# Classic démarre quand il veut !!!



## Popjoël (19 Septembre 2018)

Bonjour à tous, mon Classic affiche un drôle d'écran au démarrage, dès fois il démarre, le plus souvent, non !
Sur la plaque analogique les condensateurs sont changés et les soudures vérifiées...
Sur la plaque mère la pile est neuve.
J'ai cherché un faux contact, sans succès.
Quelqu'un reconnait ces symptômes ?
Je ne sais plus où chercher ...
Merci.


----------



## Big Ben (28 Septembre 2018)

Bonjour,

Est-ce que tout les condensateurs (carte mère + carte analogique) ont été changés? Est-ce que la carte mère a été lavée?
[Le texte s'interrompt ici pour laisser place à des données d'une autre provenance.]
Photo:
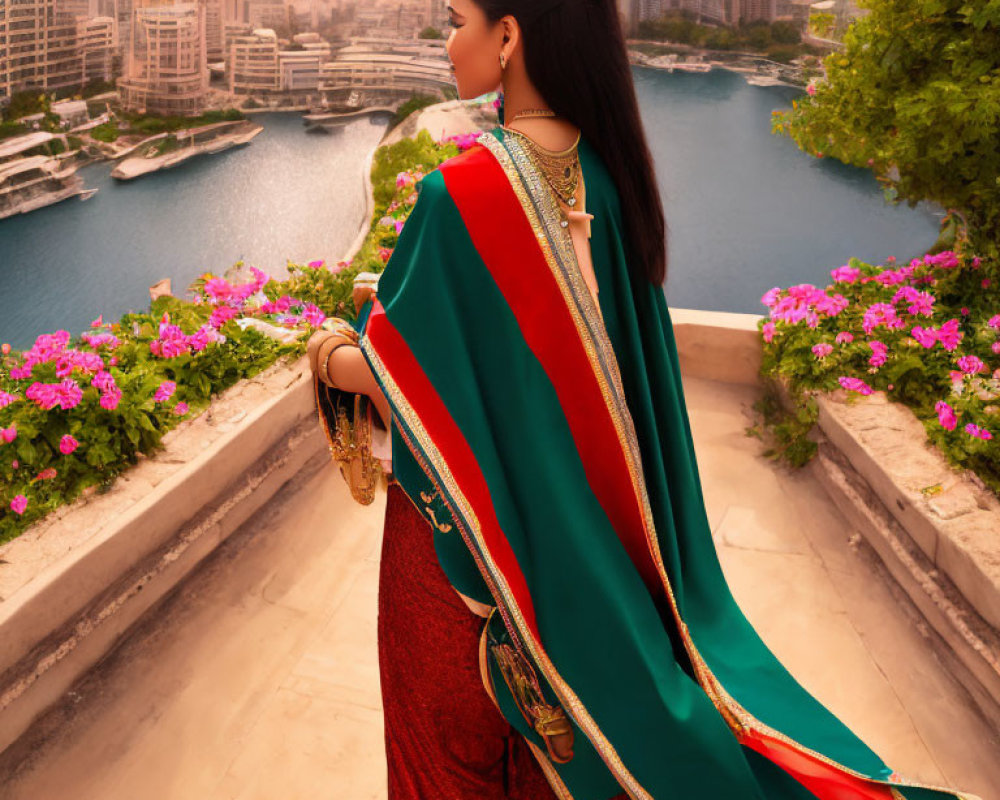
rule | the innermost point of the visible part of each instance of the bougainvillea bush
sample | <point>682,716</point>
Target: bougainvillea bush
<point>75,411</point>
<point>927,333</point>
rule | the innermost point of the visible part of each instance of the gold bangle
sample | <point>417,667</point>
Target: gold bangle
<point>324,373</point>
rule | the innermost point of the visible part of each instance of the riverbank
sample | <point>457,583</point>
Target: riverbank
<point>756,68</point>
<point>207,139</point>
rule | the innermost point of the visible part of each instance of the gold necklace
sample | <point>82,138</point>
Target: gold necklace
<point>560,168</point>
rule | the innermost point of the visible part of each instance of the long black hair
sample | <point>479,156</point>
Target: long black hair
<point>576,57</point>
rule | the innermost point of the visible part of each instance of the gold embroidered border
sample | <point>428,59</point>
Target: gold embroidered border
<point>560,788</point>
<point>540,207</point>
<point>471,531</point>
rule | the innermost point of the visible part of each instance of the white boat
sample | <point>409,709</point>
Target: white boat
<point>34,182</point>
<point>692,66</point>
<point>134,167</point>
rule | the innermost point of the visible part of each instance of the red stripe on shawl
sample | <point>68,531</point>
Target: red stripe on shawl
<point>421,395</point>
<point>506,242</point>
<point>824,780</point>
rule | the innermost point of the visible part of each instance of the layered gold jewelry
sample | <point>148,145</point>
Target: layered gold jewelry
<point>560,168</point>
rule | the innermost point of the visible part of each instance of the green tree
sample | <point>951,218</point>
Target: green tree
<point>916,97</point>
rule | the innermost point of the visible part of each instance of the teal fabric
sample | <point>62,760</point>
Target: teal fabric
<point>599,626</point>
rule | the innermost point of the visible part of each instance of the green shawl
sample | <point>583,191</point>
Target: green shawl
<point>552,457</point>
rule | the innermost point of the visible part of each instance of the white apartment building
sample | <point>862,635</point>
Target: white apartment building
<point>386,70</point>
<point>97,41</point>
<point>38,47</point>
<point>257,63</point>
<point>252,64</point>
<point>166,70</point>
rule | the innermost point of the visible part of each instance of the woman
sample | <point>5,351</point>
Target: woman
<point>521,346</point>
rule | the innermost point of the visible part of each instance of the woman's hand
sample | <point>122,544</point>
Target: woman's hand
<point>312,348</point>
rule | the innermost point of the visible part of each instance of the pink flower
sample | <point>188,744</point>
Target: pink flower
<point>880,353</point>
<point>978,432</point>
<point>878,314</point>
<point>109,400</point>
<point>946,415</point>
<point>164,391</point>
<point>970,365</point>
<point>926,336</point>
<point>221,315</point>
<point>313,315</point>
<point>6,398</point>
<point>949,335</point>
<point>921,303</point>
<point>66,394</point>
<point>854,384</point>
<point>279,306</point>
Il y a une trentaine des condensateurs sur la carte analogique et 8 sur la carte mère.

Peux-t-on avoir des photos des deux cartes bien dégagées et bien éclairées en haute définition?


----------



## Popjoël (28 Septembre 2018)

Bonsoir  Big Ben,
Je n'ai pas changé TOUS les condensateurs, aucun sur la carte mère.
Donc je vais le faire et je te tiens au courant.
Merci du conseil...


----------



## Big Ben (28 Septembre 2018)

C’est souvent la carte mère qui pose soucis en premier, les condensateurs font souvent du dégât, n’hésites pas à inspecter les pistes du circuit imprimé aux alentours des ces derniers. Il faut bien nettoyer j’ai déjà eu le cas où l’electrolyte des condos court-circuitait l’horloge de mac!
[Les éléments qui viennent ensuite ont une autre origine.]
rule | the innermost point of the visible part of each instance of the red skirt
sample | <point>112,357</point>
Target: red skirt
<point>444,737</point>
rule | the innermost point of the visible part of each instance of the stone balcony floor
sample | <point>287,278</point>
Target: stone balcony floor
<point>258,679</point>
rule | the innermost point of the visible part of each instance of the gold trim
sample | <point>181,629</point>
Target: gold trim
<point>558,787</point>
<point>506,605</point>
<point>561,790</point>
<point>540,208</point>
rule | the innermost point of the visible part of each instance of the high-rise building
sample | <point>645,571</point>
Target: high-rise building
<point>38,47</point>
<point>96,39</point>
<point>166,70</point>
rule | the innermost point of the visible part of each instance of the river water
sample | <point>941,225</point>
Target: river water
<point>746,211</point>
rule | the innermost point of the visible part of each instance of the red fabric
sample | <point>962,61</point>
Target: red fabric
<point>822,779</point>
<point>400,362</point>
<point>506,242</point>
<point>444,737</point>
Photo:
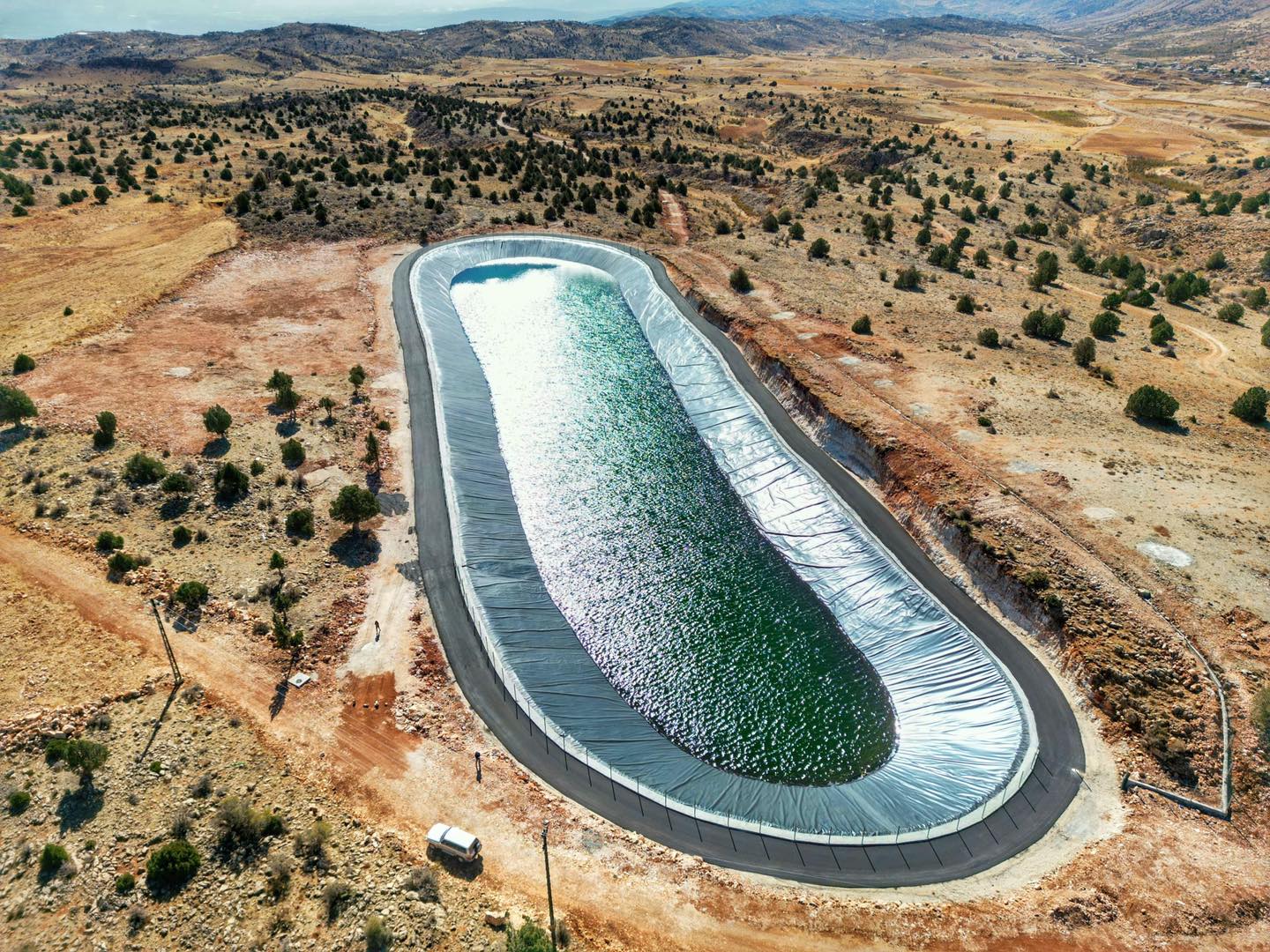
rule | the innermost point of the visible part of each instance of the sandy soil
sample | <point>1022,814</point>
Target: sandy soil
<point>104,263</point>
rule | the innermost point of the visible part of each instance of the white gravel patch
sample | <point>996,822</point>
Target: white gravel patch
<point>1168,555</point>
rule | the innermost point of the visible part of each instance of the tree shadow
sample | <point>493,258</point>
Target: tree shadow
<point>78,807</point>
<point>11,437</point>
<point>153,734</point>
<point>1177,429</point>
<point>187,620</point>
<point>216,449</point>
<point>175,507</point>
<point>392,502</point>
<point>280,697</point>
<point>355,548</point>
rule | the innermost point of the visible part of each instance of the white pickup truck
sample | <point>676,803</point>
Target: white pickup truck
<point>453,841</point>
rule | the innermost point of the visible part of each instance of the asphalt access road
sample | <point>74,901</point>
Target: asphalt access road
<point>1021,822</point>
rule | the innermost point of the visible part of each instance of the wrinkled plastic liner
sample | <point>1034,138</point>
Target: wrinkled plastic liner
<point>966,739</point>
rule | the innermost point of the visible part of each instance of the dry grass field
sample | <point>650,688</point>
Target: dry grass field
<point>1090,532</point>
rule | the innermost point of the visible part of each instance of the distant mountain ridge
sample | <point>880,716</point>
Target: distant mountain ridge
<point>1091,14</point>
<point>302,46</point>
<point>733,28</point>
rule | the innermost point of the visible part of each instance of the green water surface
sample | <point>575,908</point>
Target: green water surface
<point>643,545</point>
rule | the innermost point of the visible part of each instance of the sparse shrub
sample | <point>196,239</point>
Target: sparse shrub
<point>173,865</point>
<point>312,842</point>
<point>530,937</point>
<point>202,787</point>
<point>122,564</point>
<point>300,522</point>
<point>143,470</point>
<point>231,482</point>
<point>52,859</point>
<point>182,822</point>
<point>378,937</point>
<point>242,827</point>
<point>1105,325</point>
<point>106,429</point>
<point>335,896</point>
<point>1231,312</point>
<point>176,482</point>
<point>18,801</point>
<point>1047,271</point>
<point>1035,579</point>
<point>16,406</point>
<point>1250,405</point>
<point>908,279</point>
<point>1261,718</point>
<point>108,541</point>
<point>84,756</point>
<point>355,376</point>
<point>1148,403</point>
<point>1044,324</point>
<point>423,883</point>
<point>190,594</point>
<point>354,504</point>
<point>277,877</point>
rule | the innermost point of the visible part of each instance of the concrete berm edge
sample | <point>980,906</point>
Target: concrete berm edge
<point>1006,829</point>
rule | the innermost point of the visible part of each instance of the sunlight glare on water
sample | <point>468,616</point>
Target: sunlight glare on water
<point>651,556</point>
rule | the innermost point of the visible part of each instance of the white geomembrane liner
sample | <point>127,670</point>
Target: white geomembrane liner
<point>964,733</point>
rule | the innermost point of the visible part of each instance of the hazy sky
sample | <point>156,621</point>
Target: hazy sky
<point>46,18</point>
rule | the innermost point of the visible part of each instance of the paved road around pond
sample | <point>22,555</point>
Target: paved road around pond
<point>1019,824</point>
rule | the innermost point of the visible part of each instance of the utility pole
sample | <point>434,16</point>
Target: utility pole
<point>546,863</point>
<point>167,645</point>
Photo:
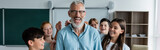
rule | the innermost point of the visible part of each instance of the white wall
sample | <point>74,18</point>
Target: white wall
<point>139,5</point>
<point>120,5</point>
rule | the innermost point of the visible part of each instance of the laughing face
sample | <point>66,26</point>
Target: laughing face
<point>47,28</point>
<point>115,30</point>
<point>38,43</point>
<point>77,13</point>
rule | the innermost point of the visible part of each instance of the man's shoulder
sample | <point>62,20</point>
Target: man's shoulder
<point>67,28</point>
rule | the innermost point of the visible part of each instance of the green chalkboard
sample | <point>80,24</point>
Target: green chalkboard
<point>1,28</point>
<point>17,20</point>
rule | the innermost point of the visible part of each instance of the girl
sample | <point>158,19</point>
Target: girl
<point>104,28</point>
<point>49,40</point>
<point>94,23</point>
<point>116,38</point>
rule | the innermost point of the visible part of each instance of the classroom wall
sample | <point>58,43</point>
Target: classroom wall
<point>123,5</point>
<point>139,5</point>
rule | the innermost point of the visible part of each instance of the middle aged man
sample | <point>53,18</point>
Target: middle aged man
<point>78,35</point>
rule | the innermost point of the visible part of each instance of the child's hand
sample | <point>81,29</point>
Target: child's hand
<point>53,45</point>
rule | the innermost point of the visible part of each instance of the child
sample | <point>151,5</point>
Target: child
<point>104,27</point>
<point>33,38</point>
<point>116,39</point>
<point>48,32</point>
<point>94,23</point>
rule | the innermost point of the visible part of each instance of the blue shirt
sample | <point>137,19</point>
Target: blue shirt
<point>87,40</point>
<point>46,46</point>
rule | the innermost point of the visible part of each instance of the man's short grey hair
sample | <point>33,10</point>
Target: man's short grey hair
<point>76,2</point>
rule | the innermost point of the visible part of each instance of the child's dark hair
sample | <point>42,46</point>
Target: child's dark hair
<point>42,25</point>
<point>31,33</point>
<point>121,39</point>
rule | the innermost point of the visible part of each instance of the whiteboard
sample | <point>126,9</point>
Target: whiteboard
<point>62,15</point>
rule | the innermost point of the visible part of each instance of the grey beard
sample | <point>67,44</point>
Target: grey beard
<point>77,26</point>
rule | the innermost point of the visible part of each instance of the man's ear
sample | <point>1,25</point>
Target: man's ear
<point>121,31</point>
<point>30,43</point>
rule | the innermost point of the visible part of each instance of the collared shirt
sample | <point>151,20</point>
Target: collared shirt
<point>89,39</point>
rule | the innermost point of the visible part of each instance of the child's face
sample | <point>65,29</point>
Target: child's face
<point>47,28</point>
<point>115,30</point>
<point>38,43</point>
<point>94,24</point>
<point>104,27</point>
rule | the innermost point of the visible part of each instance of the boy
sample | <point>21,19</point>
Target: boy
<point>34,38</point>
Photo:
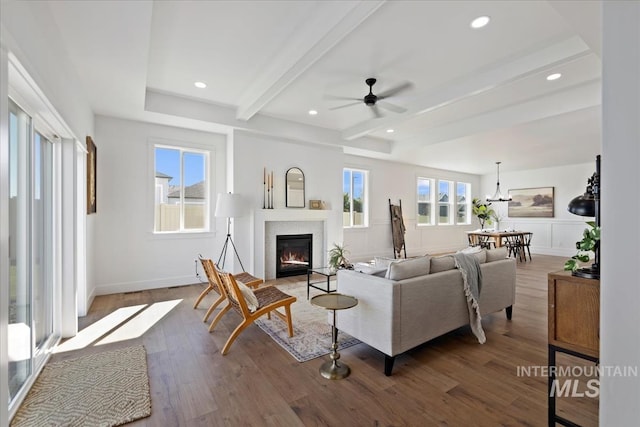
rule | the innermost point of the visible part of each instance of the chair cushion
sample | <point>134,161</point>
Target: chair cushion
<point>249,297</point>
<point>407,268</point>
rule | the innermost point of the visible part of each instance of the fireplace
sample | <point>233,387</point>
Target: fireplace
<point>293,254</point>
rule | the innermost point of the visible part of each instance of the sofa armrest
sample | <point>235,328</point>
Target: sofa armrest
<point>375,320</point>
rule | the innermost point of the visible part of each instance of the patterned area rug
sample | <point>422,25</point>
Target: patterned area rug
<point>103,389</point>
<point>311,330</point>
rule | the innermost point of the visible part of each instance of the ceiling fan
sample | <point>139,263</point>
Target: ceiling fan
<point>373,101</point>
L’idéal c’est de remplacer avec des céramiques ou tantale (j’ai une préférence arbitraire pour ces derniers), ils ont l’avantage de ne pas fuir comme les électrochimiques.

Je prendrai des photos de mon classic réparé et je vais rechercher les références de condos que j’ai utilisé à titre perso.

Il se peut aussi que le TDA (un IC présent sur la carte analogique) vieillissant provoque des pannes en fonction de la température, il faut le remplacer parfois. Je vais réunir quelques liens utiles.

Je te poste tout ça asap.


----------



## Popjoël (28 Septembre 2018)

Ça c'est gentil ;-)
J'ai expérimenté une une grande différence après un super nettoyage de la carte mère. Avant c'était pire ...
Larry Pina ne parle que de la carte analogique pour ces symptômes .... Il a écrit son livre un peu tôt ....
Heureusement qu'il y a des personnes comme vous, du MacGeneration, pour suivre cet exemple...
Merci.


----------



## Big Ben (30 Septembre 2018)

Le livre de Larry Pina est une très bonne référence, il est très utile pour commencer à poser un diagnostique, et il contient de nombreuses billes pour faire les derniers réglages/ajustements après avoir effectué les réparations.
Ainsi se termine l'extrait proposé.